David, can you sort of reflect on the reward reward is enough hypothesis? It sounded like you're still very much a 100% believe in it, or or has your view changed a little bit in the past couple of years?

Speaker 2:

Yeah. Thank you. So yeah. So for those who don't know it, reward is enough hypothesis is really you know, it was it was a hypothesis we wrote to kind of challenge the community to think about the approach of what would be required to get to superhuman intelligence, and and the hypothesis is, you know, like a a challenging one to say that maybe, a challenging one to say that maybe all we need to do is to, is to put a powerful RL agent into a complex environment and ask it to maximize the reward. And maybe that would be sufficient for intelligence in all its complex c and b, would be sufficient for intelligence in all its complexity and beauty to emerge.

Speaker 2:

So I would say I think the hypothesis is still a really powerful guiding light. I use it as a guiding light. Now I don't know how far it will hold and whether it, you know, will hold fully or perfectly. That's kind of not the point of the hypothesis. The point is to say, you know, it provides a sort of sense of optimism, and and motivation that in as much as this hypothesis holds true, it gives us one really clear strategy to follow that will take us further and further towards, towards AGI, towards superhuman intelligence.

Speaker 2:

And, and I think that's really exciting and inspirational because, you know, if we don't have that, then then we're kind of lost, I think.
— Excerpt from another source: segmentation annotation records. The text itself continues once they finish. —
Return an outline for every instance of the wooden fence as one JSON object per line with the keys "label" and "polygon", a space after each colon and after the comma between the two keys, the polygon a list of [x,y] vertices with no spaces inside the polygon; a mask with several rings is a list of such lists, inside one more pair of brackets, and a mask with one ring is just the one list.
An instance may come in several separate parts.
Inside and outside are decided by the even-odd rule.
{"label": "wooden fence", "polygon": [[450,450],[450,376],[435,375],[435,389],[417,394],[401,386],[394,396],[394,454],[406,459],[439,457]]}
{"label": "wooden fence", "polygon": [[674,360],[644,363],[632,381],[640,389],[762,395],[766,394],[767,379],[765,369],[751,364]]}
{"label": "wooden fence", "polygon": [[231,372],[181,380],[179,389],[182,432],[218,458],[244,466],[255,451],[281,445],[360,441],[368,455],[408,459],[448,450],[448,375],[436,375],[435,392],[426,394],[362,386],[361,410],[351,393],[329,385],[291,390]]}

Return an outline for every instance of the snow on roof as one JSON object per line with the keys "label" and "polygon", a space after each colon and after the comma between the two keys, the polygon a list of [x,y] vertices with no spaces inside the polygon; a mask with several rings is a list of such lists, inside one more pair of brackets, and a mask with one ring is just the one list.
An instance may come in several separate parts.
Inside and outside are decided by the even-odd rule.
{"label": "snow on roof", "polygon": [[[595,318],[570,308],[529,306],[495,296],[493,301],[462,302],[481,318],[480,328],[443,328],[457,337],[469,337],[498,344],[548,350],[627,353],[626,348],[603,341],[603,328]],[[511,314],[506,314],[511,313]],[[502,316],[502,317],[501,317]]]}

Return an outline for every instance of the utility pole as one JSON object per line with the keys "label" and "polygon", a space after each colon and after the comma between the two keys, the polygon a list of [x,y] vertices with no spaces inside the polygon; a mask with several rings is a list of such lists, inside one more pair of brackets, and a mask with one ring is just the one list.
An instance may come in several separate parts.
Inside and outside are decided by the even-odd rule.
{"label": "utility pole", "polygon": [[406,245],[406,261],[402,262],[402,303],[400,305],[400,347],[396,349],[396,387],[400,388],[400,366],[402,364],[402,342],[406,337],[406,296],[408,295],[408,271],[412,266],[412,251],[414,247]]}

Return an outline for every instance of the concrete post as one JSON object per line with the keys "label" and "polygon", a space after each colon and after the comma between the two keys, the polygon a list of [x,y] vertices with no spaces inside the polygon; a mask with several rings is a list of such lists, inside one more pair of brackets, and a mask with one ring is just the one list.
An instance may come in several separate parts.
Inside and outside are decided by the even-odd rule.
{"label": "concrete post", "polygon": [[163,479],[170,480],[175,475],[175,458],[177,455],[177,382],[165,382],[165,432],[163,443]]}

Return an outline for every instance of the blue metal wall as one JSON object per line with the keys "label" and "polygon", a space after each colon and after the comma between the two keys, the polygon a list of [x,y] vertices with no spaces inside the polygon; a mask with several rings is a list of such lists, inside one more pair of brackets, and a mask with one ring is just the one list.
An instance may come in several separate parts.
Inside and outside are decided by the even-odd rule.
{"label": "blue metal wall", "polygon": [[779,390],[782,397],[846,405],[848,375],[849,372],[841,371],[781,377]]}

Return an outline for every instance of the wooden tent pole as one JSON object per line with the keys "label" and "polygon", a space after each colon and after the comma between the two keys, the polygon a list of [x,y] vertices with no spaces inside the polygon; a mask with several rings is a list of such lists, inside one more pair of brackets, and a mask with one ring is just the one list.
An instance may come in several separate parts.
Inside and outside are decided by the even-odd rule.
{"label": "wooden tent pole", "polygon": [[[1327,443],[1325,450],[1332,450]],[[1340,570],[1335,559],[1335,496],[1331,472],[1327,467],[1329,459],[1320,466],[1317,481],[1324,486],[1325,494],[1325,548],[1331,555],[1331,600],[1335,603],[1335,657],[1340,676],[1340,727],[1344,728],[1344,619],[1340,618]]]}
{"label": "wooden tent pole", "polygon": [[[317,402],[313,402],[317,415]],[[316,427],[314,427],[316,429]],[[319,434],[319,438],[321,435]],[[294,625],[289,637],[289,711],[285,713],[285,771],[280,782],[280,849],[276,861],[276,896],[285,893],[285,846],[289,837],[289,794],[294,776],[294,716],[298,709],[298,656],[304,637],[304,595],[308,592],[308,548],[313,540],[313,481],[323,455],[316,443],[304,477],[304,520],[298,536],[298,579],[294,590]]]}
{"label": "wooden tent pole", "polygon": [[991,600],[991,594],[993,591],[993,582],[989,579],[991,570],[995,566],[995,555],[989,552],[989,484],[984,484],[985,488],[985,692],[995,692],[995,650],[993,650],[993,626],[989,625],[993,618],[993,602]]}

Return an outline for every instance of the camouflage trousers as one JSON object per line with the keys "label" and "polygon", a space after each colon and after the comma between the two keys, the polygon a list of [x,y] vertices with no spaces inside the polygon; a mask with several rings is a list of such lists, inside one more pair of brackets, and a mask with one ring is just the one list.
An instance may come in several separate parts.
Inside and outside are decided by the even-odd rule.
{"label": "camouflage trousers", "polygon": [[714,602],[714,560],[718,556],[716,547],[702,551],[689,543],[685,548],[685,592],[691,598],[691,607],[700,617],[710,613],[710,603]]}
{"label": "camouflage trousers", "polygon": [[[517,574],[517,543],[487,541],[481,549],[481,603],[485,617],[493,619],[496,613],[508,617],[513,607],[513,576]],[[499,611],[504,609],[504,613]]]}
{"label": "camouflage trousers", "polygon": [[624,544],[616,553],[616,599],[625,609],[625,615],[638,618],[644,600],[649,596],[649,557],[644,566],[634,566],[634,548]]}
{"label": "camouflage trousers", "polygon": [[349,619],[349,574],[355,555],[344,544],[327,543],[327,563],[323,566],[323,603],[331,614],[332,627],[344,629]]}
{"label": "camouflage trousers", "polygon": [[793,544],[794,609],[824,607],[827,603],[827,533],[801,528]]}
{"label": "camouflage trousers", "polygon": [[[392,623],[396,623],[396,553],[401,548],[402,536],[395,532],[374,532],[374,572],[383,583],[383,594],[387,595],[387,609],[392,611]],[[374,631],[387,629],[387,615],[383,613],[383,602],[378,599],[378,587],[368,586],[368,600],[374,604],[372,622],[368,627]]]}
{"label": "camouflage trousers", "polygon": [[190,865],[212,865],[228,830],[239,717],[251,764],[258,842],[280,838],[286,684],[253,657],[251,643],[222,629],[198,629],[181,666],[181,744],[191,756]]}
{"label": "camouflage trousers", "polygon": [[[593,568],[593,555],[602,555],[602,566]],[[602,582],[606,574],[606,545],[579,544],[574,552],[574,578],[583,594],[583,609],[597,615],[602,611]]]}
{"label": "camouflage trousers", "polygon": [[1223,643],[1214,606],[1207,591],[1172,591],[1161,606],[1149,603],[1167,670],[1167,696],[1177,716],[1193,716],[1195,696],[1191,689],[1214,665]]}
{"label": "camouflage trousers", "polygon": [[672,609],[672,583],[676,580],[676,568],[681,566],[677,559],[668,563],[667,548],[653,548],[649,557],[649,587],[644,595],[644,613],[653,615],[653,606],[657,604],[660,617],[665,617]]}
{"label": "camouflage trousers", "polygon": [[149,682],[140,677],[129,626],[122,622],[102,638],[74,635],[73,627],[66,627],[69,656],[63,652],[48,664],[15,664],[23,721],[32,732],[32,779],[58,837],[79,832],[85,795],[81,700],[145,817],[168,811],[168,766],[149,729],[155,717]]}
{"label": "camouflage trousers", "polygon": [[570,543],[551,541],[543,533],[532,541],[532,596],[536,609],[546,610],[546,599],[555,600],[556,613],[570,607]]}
So so I think, you know, having a strategy that that that may work or may take us a really long way is is is really important. So so I still has my opinion changed on it? I would say, you know, one thing which has maybe changed is I think, you know, we really when we wrote the reward is enough, we kind of left room for the idea that that there could be powerful priors. But I think, you know, the advent of, like, foundation models and LLMs has shown, you know, that those powerful priors can really, you know, take you a long way.

Speaker 2:

So I I kind of want to be more explicit and welcoming to the idea that that, you know, we could you can start with whatever that, you know, we could you can start with whatever you want as long as you then do a massive amount of RL on top of it. Yeah. That can take you really far. But, you know, why not why not,

Speaker 6:

say, embrace

Speaker 2:

the idea that there are these yeah, sort of launching points for the agent. Yeah.

Speaker 8:

Great. Another question about

Speaker 2:

let's sorry. 1 and then 2. Yeah.

Speaker 8:

And, yes, I was wondering how, like, this meta arrow and discover arrow you mentioned about can be applied to, let's say, a multi agent RL problem?

Speaker 2:

Yeah. So we haven't yet tried it on multi agent RL problems, but I don't think there's anything in the formulation that is specific to single agent RL. I think well, let me say that differently. I think at least if you take the simplest and clearest approach to, to multi agent, RL is to say, well, you just have individual agents each following their own RL algorithm, and then you could take the meta objective to be something like the overall success of of of all agents. Maybe you could do something like that, and I would expect it to learn a good approach that's maybe gonna be effective.

Speaker 2:

It's a great idea. We haven't we just haven't tried it yet, but I think that would be super interesting to to know how that how that goes. Yeah.